Thursday, October 24, 2013

Challenge #3: Violence and Harrassment

Violence against women is something that is unfortunatel common worldwide. We’ve heard about in the media a lot lately, with the controversy Daisy Coleman in Maryville, Missouri, where a freshman in high school was raped by an upperclassman football start.  In America, there are laws to protect women in court (or, at least in theory as the Coleman case disproves). However, this isn’t the case in other countries.

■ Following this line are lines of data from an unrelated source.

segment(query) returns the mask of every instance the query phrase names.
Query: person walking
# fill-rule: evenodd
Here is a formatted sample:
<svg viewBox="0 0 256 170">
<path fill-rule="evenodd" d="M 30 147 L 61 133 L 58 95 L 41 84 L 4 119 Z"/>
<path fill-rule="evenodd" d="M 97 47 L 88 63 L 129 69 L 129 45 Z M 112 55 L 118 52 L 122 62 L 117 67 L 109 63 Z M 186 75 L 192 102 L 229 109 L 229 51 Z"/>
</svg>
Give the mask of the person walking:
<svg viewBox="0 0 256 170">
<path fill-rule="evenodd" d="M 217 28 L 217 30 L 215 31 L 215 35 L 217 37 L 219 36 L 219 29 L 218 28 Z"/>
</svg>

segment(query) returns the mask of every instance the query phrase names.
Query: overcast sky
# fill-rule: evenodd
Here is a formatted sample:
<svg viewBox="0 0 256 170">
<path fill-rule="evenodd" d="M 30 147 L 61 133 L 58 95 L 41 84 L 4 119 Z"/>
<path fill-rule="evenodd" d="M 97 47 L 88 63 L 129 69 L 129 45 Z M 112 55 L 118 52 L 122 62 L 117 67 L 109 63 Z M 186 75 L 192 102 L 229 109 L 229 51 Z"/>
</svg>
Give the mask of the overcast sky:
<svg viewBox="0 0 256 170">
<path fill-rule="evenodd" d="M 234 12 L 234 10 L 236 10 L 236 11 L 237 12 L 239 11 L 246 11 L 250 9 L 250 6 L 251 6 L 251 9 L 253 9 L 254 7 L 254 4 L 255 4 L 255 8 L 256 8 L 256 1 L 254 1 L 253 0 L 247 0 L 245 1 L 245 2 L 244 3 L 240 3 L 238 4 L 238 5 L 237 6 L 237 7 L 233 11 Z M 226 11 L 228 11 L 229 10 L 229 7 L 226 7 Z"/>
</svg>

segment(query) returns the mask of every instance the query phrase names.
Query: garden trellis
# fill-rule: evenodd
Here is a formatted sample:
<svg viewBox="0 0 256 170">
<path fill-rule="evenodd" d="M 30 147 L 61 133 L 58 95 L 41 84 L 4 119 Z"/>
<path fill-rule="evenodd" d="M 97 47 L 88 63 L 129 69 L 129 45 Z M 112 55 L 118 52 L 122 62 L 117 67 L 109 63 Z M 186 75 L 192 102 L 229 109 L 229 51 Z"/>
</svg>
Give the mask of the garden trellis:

We hear in the news regularly about places with child marriage, common domestic abuse and the continual raping of women in conflict areas. Perhaps the best-remembered instance occurred in 2011, when Lara Logan, a CBS Foreign Affairs correspondent, was in Cairo reporting on the uprisings against then-President Mubarak and was brutally gang-raped then left for dead.

Since then, coverage of Egypt’s rampant sexual assaults has been minimal – until this July, when another journalist was gang raped, this time from the Netherlands. She, like Logan, had to be flown out of the country for days of medical treatment because her wounds and internal damage were so severe. The mob violence that allowed her attack is a constant presence in Egypt’s major cities, and the ‘revolutionaries’ aren’t just attacking foreigners; Egyptian women are also prime targets. The trend of attacking journalists is viewed as just a way to get the message of ‘women don’t belong in politics and don’t have a right to a voice’ easily publicized worldwide. For the women who live in Egypt, that message is given through assault daily.  According to CNN, there were 63 reports of assault within a single two day period in Cairo this July, and that’s probably a low estimate.

Why is this happening and what can be done about it? Egyptian women have been lower-class for decades due to the Islamic law employed by both Mubarak and successor Mohamed Morsi and are often subjected to cruel treatment, like genital mutilation, lack of access to education, and restrictions on movement. Women who are subject to sexual violence are branded as prostitutes if they seek medical attention, and sexual harassment is nearly constant and has only never brought up in government, except to declare it a non-issue that can’t be prevented. This all culminates in the obvious results of a Pew research study: more men disprove of gender equality in Egypt than support it, and these statistics and stories are only exacerbated during the riots and revolutions.

As for what can be done about it, that remains to be seen. How many horror stories about the physical brutality of rape can we hear, before we become desensitized? Education, both of the outside world about Egypt’s dire situation and of Egyptian women, is essential. To prevent the attacks, which often can be extremely violent and involve all sorts of weaponry, would be to let those who support excluding women from the government win.  Human Right Watch, an organization that put together an informative video about the topic, describes the culture as an epidemic, and encouraged the government to take action, but without a stable system their calls will fall on deaf ears.


I am lucky enough to have never lived in the constant fear that Egyptian women do, and lucky to live in a society where women are mostly supported. However, there are still too many instances of abuse like Coleman’s that go unprosecuted because of discrimination and fear. We as a country should work against these cases and refuse to let these perpetrators walk free. 

Cia,
Charlie


For more information about women in Egypt, please watch this video:

1 comment:

  1. Hey Charlie! You're absolutely right, this violence against women needs to stop. Rape is a form of power a man can hold over a woman. Due to the stigma and trauma of rape, women are terrified to enter into Egyptian politics. This leads to the silencing of a great majority of the Egyptian population. I don't now if a women (or man for that matter) could be brave enough to speak up for women's rights under the threat of potential murder and sexual assault. This is a problem that needs to be solved. My only question is, how should we solve it? There is little we can do on an international scale and women would put their lives in jeopardy if they fought for equal rights in Egypt. I really hope that a solution will be arise over time.